「お客様の声」制作はアンケート回答だけでまかなえるか?
導入事例、成功事例などの取材お問い合わせはよくいただきます。直接話を聞きに行って組み立てるタイプもあれば、「アンケートをとったのでそれを基に書いてください」というタイプもあります。このアンケートがちょっと曲者です。
発注する側から考えると手元の資料を渡せば出来上がりが戻ってくるので、手間がかからないし取材費も要らない、便利な方法です。でも書く側から考えると、あまりにも材料が限られすぎていて実はしんどい作業になります。
資料を基にするなら出来上がり原稿の数倍の情報が必要です。なぜなら資料には「原稿に書かない一見無駄なこと」と一緒に「全体で何を言いたい人なのか」「どんな方向を望んでいるか」などの付随情報が含まれるからです。
それらは原稿には載せませんが、書くためには大きな手がかりになります。というか、これらがないと「本当に書きたいこと」を必要文字数に収斂することができません。
取材ならその場で不明点を聞いたり確認ができます。でも資料を基にする執筆はその資料しか材料がありません。聞き手がうまくてあらゆる角度から網羅したものをまとめるならともかく、大体は聞き不足。
見ながら「ここをもう少し掘り下げてくれれば…」「なんでここを聞かないのだろう」と思いますし、アンケート回答で素っ気ない1行しか書かれていないとお手上げです。

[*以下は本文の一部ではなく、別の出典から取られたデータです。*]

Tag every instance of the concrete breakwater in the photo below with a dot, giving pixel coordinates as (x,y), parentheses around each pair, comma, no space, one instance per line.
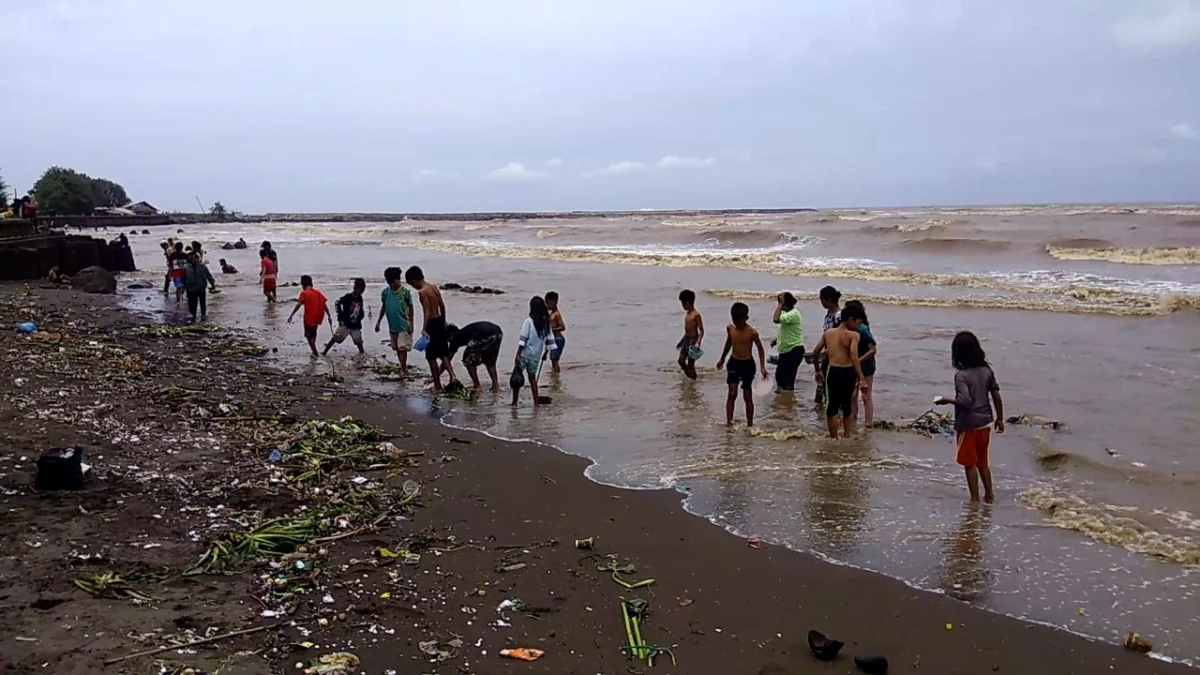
(25,254)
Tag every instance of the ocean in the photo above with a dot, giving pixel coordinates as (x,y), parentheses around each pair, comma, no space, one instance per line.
(1089,315)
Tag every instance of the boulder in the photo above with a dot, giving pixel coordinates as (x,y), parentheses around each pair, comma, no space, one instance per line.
(94,280)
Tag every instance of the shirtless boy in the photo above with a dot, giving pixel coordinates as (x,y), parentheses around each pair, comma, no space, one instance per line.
(693,333)
(558,327)
(741,338)
(437,352)
(841,370)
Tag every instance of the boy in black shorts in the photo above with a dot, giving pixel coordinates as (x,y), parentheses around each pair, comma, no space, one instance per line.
(741,338)
(481,340)
(843,370)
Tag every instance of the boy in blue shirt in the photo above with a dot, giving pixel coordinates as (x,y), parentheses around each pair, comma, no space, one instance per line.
(397,306)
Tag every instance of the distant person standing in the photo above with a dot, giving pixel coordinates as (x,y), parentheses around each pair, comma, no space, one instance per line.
(435,329)
(693,333)
(841,370)
(178,261)
(351,310)
(316,310)
(558,327)
(397,305)
(197,279)
(741,339)
(790,341)
(867,350)
(831,300)
(268,274)
(973,419)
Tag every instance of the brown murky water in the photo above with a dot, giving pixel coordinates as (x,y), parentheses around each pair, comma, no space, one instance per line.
(1089,314)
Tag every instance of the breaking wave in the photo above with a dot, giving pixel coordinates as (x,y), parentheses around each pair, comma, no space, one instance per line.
(1072,300)
(1115,525)
(1150,256)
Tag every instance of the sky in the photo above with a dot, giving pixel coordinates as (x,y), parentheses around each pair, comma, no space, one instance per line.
(561,105)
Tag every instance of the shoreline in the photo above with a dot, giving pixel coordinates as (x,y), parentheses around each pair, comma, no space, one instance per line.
(729,607)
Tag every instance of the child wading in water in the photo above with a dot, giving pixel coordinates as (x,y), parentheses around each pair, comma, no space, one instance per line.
(867,351)
(693,333)
(316,310)
(841,370)
(973,420)
(558,327)
(741,338)
(535,334)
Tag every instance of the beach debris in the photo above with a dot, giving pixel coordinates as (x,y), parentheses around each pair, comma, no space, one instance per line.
(522,653)
(435,649)
(1027,419)
(111,585)
(929,423)
(1134,641)
(61,469)
(823,647)
(618,569)
(337,663)
(871,664)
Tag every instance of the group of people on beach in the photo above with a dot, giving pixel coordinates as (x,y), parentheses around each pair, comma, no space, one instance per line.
(844,358)
(844,371)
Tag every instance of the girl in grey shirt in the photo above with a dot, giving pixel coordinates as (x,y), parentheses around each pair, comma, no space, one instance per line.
(973,419)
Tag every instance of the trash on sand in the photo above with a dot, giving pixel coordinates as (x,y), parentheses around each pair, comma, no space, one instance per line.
(822,646)
(60,469)
(1134,641)
(522,653)
(871,664)
(337,663)
(510,603)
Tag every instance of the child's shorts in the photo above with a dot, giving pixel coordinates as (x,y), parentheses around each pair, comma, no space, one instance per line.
(401,341)
(973,447)
(342,333)
(556,351)
(528,365)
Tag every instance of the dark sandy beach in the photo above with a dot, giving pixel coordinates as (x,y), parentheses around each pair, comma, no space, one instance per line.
(485,506)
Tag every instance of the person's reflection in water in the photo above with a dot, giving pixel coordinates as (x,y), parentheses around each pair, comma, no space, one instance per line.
(964,574)
(837,502)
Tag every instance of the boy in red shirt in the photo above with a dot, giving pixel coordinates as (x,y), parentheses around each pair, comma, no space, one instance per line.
(316,309)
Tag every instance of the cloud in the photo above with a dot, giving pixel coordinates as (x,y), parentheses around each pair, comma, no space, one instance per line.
(1177,25)
(430,177)
(618,168)
(514,172)
(1185,131)
(666,163)
(672,161)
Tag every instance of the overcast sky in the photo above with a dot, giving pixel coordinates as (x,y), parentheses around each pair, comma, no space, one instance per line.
(481,105)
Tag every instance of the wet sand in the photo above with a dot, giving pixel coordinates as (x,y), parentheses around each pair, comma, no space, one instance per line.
(749,608)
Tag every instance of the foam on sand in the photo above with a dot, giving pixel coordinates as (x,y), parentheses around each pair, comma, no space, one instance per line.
(1151,256)
(1111,525)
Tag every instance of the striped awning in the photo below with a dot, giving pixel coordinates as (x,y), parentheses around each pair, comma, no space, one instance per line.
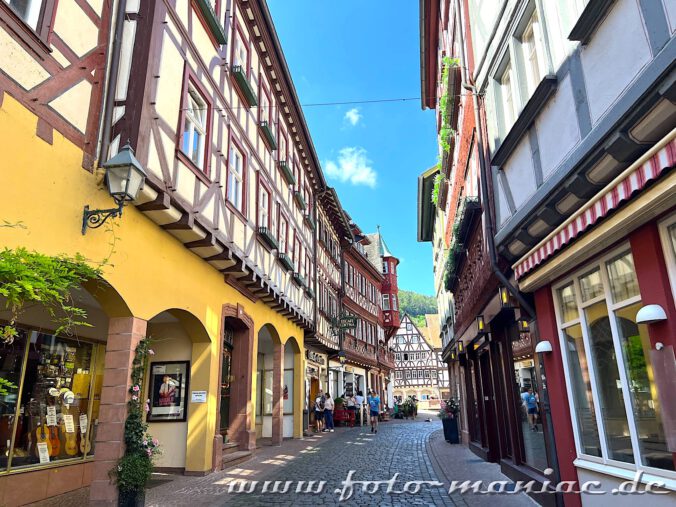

文字数のために内容を「それっぽく」ふくらませるのは可能です。でもやっぱり「それっぽい」お客様の声になって、果たして意味があるのか。だったら直接本人に聞いて、本人しか言えない生の言い回しを拾うほうが長い目で見ると効率的・効果的です。
こんな事情から、最近は「資料を基に」と言われても「できれば再取材したい」とお願いしています。